Kalshi’s settlement process appears highly manual. A dedicated market team reviews results carefully. Each market cites authoritative reference sources. For example, the Super Bowl lists multiple data sources and specific rules. Yet they couldn’t determine whether Cardi B “performed”, ultimately settling at the last traded price.
Polymarket declared “Yes, she performed”, illustrating their differing resolution approach—using UMA’s optimistic oracle. We’ll explore that later.
Conclusion
That’s it—I still have nine beers to drink, and I’m already massively over word count.

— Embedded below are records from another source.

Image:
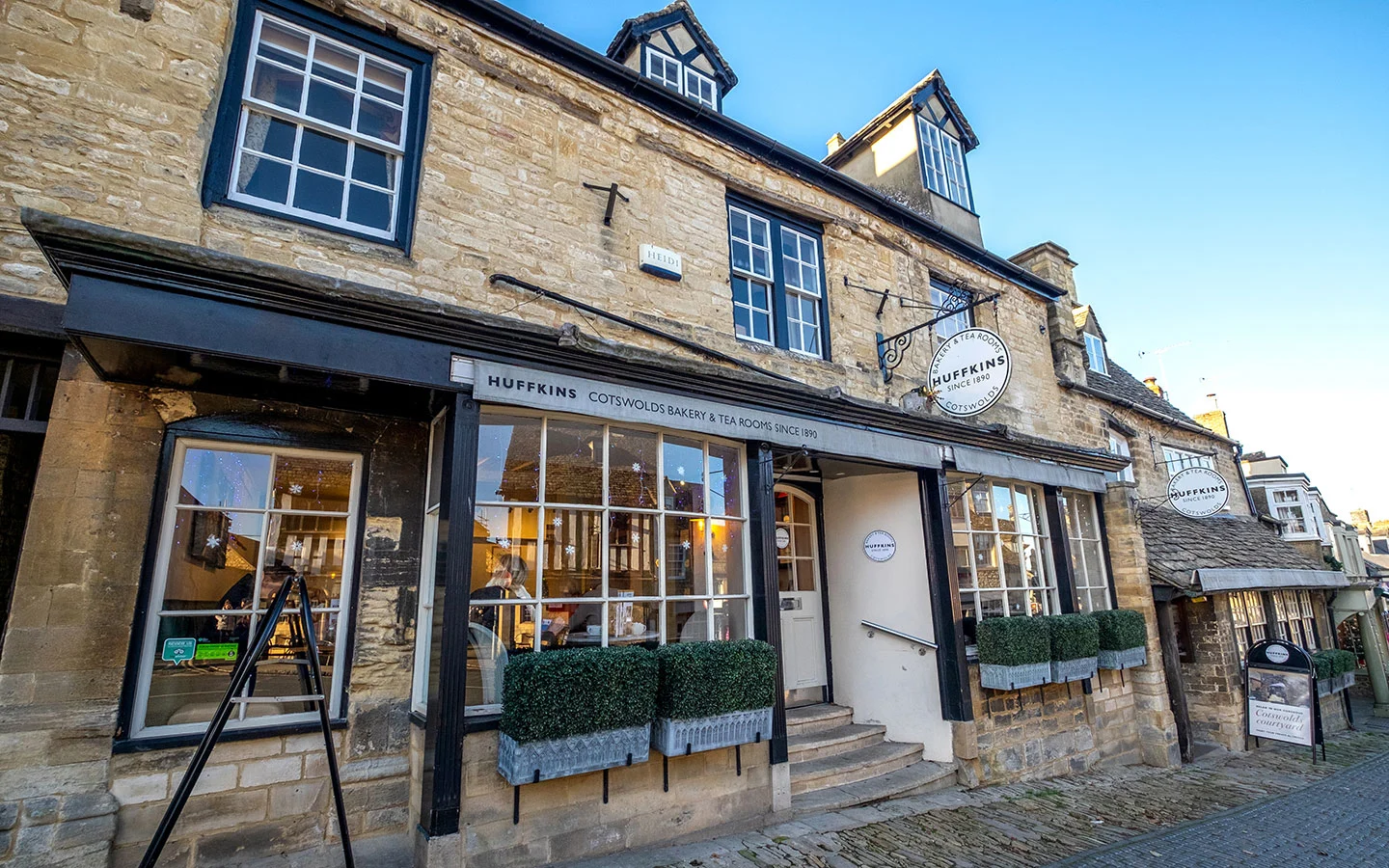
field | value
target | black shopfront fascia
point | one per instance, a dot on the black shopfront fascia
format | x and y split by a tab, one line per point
221	324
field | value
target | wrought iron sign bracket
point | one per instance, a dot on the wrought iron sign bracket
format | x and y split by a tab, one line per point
892	349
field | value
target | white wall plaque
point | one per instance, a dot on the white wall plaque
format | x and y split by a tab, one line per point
662	262
969	372
880	546
1198	492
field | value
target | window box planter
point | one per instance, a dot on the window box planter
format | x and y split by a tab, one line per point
574	712
1014	653
1076	646
714	694
1123	639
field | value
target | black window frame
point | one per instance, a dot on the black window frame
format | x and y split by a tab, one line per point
778	220
223	150
232	431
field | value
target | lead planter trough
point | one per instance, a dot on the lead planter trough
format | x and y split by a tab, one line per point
1014	678
571	756
677	738
1123	660
1073	669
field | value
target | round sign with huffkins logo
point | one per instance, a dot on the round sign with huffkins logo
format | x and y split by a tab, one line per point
969	372
1198	492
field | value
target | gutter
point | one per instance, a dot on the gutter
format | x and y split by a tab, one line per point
513	27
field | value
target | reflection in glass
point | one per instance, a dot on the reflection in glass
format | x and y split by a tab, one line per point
632	460
508	458
574	463
573	553
632	546
685	556
224	479
684	475
213	560
687	621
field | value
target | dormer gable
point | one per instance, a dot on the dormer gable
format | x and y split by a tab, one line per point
672	49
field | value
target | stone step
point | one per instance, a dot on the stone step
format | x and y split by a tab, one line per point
924	776
817	719
852	767
830	742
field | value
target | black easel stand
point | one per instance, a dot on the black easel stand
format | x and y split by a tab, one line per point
240	675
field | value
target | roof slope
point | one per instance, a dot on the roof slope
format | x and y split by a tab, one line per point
1178	545
1121	385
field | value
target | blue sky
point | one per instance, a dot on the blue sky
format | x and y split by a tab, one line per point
1218	170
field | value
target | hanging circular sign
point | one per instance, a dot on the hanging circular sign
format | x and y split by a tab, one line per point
969	372
880	546
1198	492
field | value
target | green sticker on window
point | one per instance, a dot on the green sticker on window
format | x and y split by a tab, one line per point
215	650
178	650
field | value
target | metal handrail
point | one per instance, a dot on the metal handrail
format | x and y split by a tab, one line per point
900	635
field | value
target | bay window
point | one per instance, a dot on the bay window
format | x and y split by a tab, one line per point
1001	550
587	533
237	520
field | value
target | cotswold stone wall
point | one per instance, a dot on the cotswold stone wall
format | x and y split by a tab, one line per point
68	799
109	119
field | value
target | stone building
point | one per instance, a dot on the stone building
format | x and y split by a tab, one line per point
305	281
1221	583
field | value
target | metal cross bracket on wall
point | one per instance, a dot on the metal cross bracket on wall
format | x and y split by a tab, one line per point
893	347
613	196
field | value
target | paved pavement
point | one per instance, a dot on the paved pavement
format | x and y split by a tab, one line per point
1269	807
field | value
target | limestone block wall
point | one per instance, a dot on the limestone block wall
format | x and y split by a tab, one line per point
64	798
109	119
564	820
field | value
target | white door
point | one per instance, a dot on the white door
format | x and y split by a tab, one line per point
798	578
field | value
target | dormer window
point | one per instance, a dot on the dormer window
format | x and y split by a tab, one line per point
1095	353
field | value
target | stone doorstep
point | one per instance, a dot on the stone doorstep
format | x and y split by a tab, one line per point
830	742
852	767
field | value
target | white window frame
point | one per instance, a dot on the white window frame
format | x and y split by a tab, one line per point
767	281
305	122
943	164
795	324
1118	446
943	300
1091	581
1180	460
149	650
428	561
963	492
608	599
1095	354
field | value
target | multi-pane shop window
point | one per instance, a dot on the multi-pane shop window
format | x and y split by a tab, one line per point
1082	529
237	521
1001	555
1296	618
1180	460
1246	610
322	122
776	283
597	535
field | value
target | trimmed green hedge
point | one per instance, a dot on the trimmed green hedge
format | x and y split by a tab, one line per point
556	694
1334	662
1121	630
707	678
1073	637
1013	642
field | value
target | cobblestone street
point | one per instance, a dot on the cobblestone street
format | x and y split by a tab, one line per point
1195	816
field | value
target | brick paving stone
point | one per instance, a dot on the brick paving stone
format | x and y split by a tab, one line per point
1268	807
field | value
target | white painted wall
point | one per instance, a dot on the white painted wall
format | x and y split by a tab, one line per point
884	678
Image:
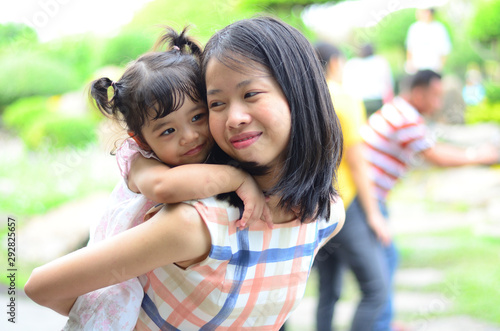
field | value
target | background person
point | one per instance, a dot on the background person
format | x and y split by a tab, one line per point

Legal Sidebar: There’s another prediction market called PredictIt, focused on political forecasts. PredictIt is operated by Aristotle, a firm specializing in political campaign data mining. Launched in 2014 as a non-profit educational project by Victoria University of Wellington, New Zealand, it secured a no-action letter from the CFTC—similar to the one granted to the IEM—subject to restrictions and academic purpose requirements. Then in 2022, PredictIt was targeted by the CFTC for failing to operate per agreement. In 2025, they defeated the CFTC comprehensively in federal court—and “the Cadillac of prediction markets” returned.
In short, players in this “event contract” space are submitting various letters and letters to the CFTC, requesting non-enforcement for failing to meet standard reporting requirements. So far, the CFTC appears to agree, citing “limited applicability of traditional swap reporting rules to exchange-traded event contracts.” Other issues remain—like classification of Kalshi and Robinhood—but broader discussions on regulation, taxation, and reporting obligations for these “new” entities are ongoing elsewhere.